O mutirão ajuda também na identificação correta das detentas, A interna N. B. foi detida por assalto e se apresentou usando o nome de uma prima. Com o nome falso descoberto a detenta não pode usufruir de alguns benefícios e agora espera a documentação correta para dar sequência ao seu processo com este agravante.

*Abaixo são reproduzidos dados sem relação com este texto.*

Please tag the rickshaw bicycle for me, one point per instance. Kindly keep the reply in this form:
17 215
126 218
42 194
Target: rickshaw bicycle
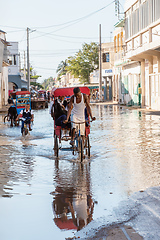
80 145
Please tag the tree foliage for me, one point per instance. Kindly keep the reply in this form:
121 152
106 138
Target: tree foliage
84 62
49 82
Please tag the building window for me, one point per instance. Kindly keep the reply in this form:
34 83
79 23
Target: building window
105 57
14 59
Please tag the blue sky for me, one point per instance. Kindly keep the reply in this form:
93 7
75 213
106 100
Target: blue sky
56 36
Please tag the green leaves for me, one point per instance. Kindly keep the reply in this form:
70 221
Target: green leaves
82 64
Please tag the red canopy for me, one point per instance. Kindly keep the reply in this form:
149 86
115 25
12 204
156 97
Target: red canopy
68 91
41 91
22 92
68 224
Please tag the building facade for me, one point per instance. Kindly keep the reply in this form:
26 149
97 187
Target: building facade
142 40
3 69
15 76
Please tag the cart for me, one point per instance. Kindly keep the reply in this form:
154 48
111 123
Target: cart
81 146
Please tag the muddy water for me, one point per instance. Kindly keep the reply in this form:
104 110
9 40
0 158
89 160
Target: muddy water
45 198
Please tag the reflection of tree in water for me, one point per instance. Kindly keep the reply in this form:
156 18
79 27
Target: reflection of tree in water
15 167
73 205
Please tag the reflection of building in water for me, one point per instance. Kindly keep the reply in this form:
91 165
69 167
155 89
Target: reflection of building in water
14 167
73 204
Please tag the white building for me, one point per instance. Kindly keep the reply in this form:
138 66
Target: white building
142 38
15 76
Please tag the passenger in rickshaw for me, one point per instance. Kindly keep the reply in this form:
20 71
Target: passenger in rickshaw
12 113
78 101
27 116
60 113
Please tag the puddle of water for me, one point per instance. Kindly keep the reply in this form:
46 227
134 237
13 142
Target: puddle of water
50 196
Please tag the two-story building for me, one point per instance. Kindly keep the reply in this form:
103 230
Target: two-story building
142 39
15 76
107 71
3 69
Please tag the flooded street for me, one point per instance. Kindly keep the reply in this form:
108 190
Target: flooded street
45 198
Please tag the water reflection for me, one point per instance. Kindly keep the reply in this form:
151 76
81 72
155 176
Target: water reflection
73 204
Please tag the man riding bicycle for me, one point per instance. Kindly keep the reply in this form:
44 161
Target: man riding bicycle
78 103
26 116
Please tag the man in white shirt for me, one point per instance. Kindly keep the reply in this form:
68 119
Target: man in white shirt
26 116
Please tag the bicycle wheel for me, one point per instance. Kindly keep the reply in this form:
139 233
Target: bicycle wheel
80 149
56 149
5 118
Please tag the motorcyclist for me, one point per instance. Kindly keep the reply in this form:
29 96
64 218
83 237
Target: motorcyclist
26 116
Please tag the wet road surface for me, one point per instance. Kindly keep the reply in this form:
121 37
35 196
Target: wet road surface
45 198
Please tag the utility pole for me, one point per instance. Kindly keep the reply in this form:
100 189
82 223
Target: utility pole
24 65
28 65
100 65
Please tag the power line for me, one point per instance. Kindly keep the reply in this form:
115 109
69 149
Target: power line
75 20
72 22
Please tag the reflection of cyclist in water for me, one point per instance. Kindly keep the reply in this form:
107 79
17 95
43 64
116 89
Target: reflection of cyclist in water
26 116
73 205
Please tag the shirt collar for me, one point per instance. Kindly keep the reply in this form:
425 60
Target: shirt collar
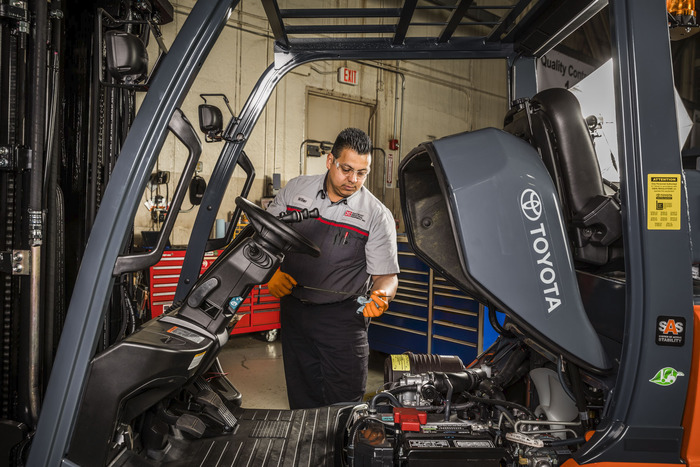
323 193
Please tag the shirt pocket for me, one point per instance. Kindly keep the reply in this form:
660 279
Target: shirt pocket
347 247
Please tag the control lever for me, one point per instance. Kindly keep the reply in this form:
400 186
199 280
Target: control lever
298 216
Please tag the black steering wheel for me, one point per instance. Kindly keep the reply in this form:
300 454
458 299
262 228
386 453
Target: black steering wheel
276 232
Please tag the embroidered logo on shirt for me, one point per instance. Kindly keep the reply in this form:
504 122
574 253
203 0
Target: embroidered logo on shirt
355 215
302 201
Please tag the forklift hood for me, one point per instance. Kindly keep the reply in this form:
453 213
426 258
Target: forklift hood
483 211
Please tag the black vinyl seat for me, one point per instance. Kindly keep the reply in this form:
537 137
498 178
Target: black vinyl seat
552 122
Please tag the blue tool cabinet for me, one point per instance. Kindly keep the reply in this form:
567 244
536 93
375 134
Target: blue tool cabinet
430 315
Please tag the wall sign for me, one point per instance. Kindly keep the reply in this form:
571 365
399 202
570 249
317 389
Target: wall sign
347 76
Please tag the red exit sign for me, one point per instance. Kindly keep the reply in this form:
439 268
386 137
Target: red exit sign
347 76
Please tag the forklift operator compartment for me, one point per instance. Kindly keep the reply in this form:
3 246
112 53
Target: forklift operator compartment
517 217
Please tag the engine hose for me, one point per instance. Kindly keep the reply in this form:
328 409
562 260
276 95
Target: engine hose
384 395
350 452
561 380
493 321
580 400
504 403
404 388
448 402
506 413
505 375
565 442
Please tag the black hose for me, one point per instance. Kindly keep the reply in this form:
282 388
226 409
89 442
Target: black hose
561 380
575 376
384 395
493 320
504 403
404 388
448 402
565 442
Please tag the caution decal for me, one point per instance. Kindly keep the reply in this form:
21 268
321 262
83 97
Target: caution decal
664 202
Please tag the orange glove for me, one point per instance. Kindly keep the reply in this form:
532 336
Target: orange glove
281 284
378 304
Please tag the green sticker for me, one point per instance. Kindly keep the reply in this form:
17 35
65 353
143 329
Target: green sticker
666 376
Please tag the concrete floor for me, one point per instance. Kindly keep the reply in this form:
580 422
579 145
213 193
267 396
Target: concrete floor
255 368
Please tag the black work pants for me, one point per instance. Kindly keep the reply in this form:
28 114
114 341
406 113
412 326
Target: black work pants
325 352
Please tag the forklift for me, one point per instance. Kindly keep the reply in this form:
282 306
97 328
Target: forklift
596 362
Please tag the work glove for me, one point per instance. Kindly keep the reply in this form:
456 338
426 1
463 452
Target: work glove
281 284
377 305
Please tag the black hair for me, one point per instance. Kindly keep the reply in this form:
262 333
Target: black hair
352 138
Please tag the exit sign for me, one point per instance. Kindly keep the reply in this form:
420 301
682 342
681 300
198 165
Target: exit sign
347 76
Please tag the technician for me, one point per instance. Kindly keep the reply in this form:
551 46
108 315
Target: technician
324 336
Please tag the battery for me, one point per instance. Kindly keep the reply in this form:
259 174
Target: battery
446 450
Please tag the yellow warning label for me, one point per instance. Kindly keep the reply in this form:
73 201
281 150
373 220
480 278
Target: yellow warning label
664 202
400 363
196 360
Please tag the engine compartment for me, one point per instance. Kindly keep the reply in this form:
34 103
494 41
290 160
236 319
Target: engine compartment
509 407
512 406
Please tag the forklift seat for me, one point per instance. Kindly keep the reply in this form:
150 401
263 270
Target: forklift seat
552 122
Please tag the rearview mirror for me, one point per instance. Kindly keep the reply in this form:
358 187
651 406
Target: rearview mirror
211 122
127 57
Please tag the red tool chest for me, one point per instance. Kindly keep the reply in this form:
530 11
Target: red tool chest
260 311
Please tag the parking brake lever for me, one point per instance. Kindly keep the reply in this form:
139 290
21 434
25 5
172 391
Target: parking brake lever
298 216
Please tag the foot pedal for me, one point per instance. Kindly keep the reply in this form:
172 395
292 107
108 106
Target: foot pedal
211 400
190 425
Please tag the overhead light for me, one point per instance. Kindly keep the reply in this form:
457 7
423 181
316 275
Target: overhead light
681 7
682 20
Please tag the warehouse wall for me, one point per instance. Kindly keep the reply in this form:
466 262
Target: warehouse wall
415 102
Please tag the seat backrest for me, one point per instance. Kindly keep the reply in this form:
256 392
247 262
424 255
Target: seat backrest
552 122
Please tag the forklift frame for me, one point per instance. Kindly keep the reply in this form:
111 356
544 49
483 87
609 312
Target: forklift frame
644 420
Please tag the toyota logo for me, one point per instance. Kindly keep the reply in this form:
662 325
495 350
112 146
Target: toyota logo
531 204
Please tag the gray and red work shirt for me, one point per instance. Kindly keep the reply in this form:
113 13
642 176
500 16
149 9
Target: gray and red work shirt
356 235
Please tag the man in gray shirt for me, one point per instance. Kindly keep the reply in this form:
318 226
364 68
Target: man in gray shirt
324 337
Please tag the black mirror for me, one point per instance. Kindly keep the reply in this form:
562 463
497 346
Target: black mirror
211 122
127 57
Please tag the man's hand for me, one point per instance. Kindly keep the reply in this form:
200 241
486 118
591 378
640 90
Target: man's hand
281 284
379 303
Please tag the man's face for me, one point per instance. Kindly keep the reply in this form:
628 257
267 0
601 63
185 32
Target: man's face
347 173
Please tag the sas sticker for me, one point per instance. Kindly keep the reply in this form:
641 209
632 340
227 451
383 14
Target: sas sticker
670 330
666 376
664 202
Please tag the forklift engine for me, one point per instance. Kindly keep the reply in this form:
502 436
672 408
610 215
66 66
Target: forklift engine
436 411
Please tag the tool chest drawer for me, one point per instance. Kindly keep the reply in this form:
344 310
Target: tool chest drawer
260 311
428 314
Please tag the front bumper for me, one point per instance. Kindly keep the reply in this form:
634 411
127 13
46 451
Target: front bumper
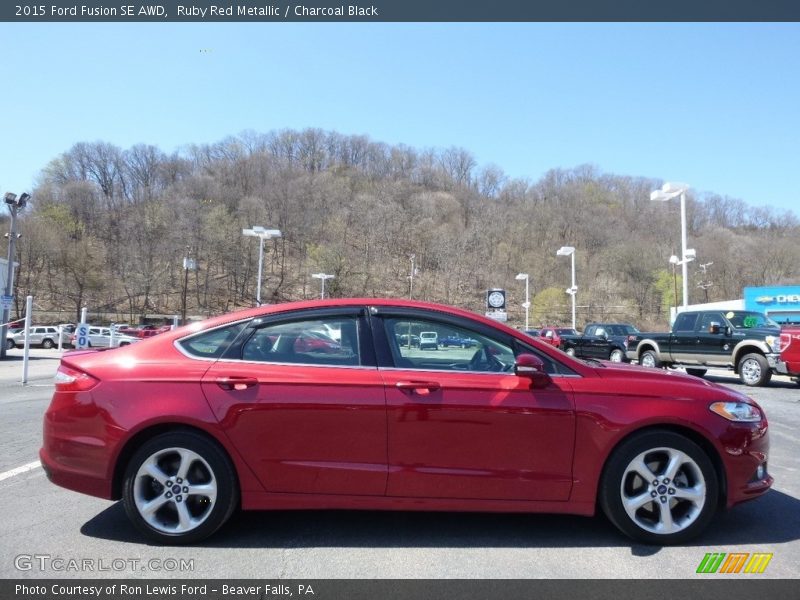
745 449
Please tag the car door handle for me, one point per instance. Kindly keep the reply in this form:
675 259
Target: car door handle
421 388
236 383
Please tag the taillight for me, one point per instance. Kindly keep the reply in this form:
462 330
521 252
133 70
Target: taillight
73 380
786 340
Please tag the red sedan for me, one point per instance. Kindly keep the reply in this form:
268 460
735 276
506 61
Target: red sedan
188 426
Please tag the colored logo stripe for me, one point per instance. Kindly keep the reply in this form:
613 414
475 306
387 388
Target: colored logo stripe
758 563
735 562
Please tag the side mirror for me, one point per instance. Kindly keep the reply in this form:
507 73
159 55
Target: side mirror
532 367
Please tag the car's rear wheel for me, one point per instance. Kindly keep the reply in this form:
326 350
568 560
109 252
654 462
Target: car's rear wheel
179 488
697 372
754 370
659 487
649 359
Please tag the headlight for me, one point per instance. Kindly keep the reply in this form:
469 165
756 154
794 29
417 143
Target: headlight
737 411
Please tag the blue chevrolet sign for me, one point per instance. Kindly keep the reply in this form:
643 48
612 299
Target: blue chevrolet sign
781 303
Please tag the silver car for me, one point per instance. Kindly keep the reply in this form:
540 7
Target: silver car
45 336
100 337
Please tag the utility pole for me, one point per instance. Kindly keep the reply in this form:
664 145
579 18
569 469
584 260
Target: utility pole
14 206
411 277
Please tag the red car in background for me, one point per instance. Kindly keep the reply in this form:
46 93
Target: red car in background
552 335
191 425
790 352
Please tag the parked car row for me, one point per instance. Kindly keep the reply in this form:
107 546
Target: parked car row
47 336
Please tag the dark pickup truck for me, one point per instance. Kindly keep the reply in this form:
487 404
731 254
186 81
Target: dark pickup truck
605 341
745 341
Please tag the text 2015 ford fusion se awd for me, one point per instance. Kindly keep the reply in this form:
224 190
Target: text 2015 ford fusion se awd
241 411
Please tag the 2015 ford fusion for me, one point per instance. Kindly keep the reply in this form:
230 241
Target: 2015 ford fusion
234 412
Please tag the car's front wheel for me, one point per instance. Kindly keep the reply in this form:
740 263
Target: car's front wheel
179 488
754 370
659 487
649 359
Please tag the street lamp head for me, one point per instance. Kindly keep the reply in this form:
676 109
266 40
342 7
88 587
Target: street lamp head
672 187
669 191
262 232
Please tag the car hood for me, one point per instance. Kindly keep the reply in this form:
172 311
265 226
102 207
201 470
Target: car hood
660 380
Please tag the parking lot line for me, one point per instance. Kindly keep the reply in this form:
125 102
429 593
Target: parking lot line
19 470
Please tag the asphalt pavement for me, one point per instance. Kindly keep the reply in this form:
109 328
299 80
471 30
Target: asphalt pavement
51 532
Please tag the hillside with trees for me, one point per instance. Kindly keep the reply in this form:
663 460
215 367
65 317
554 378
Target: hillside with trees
108 228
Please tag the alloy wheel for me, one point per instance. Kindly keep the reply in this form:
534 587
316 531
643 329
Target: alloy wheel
663 490
175 490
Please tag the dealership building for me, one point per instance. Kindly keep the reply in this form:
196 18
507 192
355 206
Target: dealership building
781 303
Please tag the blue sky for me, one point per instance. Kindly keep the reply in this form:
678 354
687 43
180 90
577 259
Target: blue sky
713 105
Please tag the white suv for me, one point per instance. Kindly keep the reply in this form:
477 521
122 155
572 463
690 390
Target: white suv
45 336
428 340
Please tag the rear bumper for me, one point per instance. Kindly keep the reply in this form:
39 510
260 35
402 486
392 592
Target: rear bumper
786 368
72 479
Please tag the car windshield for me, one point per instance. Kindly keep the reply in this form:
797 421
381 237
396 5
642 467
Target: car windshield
749 320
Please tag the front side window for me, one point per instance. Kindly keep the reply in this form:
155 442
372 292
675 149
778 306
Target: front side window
430 345
329 341
685 322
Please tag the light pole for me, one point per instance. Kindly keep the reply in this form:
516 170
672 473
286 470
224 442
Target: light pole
527 303
189 264
411 277
573 289
322 277
674 260
15 204
262 234
667 192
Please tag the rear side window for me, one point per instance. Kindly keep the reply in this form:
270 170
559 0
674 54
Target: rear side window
331 341
211 344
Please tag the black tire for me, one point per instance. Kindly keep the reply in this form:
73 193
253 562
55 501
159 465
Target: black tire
695 476
696 372
206 463
754 370
649 359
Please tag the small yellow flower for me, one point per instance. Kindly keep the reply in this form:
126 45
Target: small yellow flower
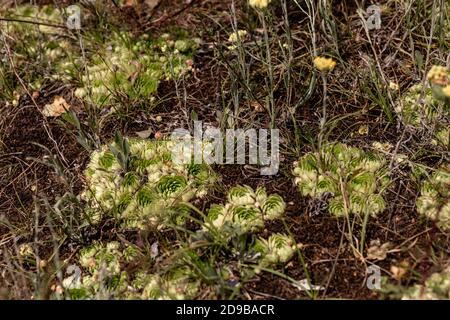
324 64
261 4
438 75
446 90
393 86
236 36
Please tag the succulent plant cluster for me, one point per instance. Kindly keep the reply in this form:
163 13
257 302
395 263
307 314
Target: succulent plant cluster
355 179
104 276
428 107
246 209
134 68
434 200
277 249
141 186
245 212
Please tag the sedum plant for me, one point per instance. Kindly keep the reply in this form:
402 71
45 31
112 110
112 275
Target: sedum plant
434 200
355 179
40 51
246 209
136 182
105 276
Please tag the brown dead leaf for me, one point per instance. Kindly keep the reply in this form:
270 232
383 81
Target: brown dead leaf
144 134
57 108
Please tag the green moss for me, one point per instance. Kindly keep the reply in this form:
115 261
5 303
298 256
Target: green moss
246 209
436 287
434 200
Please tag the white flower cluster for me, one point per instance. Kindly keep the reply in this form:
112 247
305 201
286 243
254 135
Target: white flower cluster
434 200
246 209
134 70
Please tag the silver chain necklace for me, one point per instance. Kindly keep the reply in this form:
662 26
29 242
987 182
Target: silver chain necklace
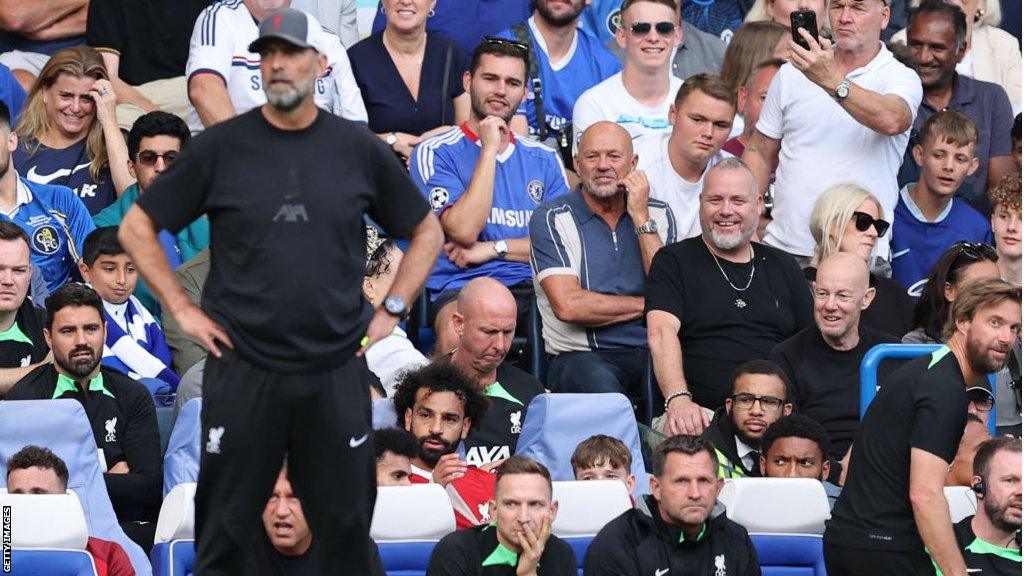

Após o mutirão, a coordenadora de projetos sociais do Recivil, Andréa Paixão, e o chefe do posto de identificação dos presos do estado do Paraná, Marcelo Leôncio, foram até a sede da Anoreg Paraná para entregar os pedidos das segundas vias das certidões e assim dar o primeiro passo para a continuidade do projeto no estado.

O estado do Paraná foi o sexto a ser visitado pelo projeto Identidade Cidadã no Sistema Prisional. Antes dele, a equipe já havia passado pelo Distrito Federal, Goiás, Porto Alegre, Sergipe e Paraíba. No mês de dezembro a equipe segue para o estado de São Paulo.

O projeto Identidade Cidadã no Sistema Prisional é uma parceria entre o Depen, a Anoreg-Brasil e o Recivil. Todas as despesas com a locomoção, hospedagem e alimentação da equipe são custeados pelo Departamento Penitenciário Nacional.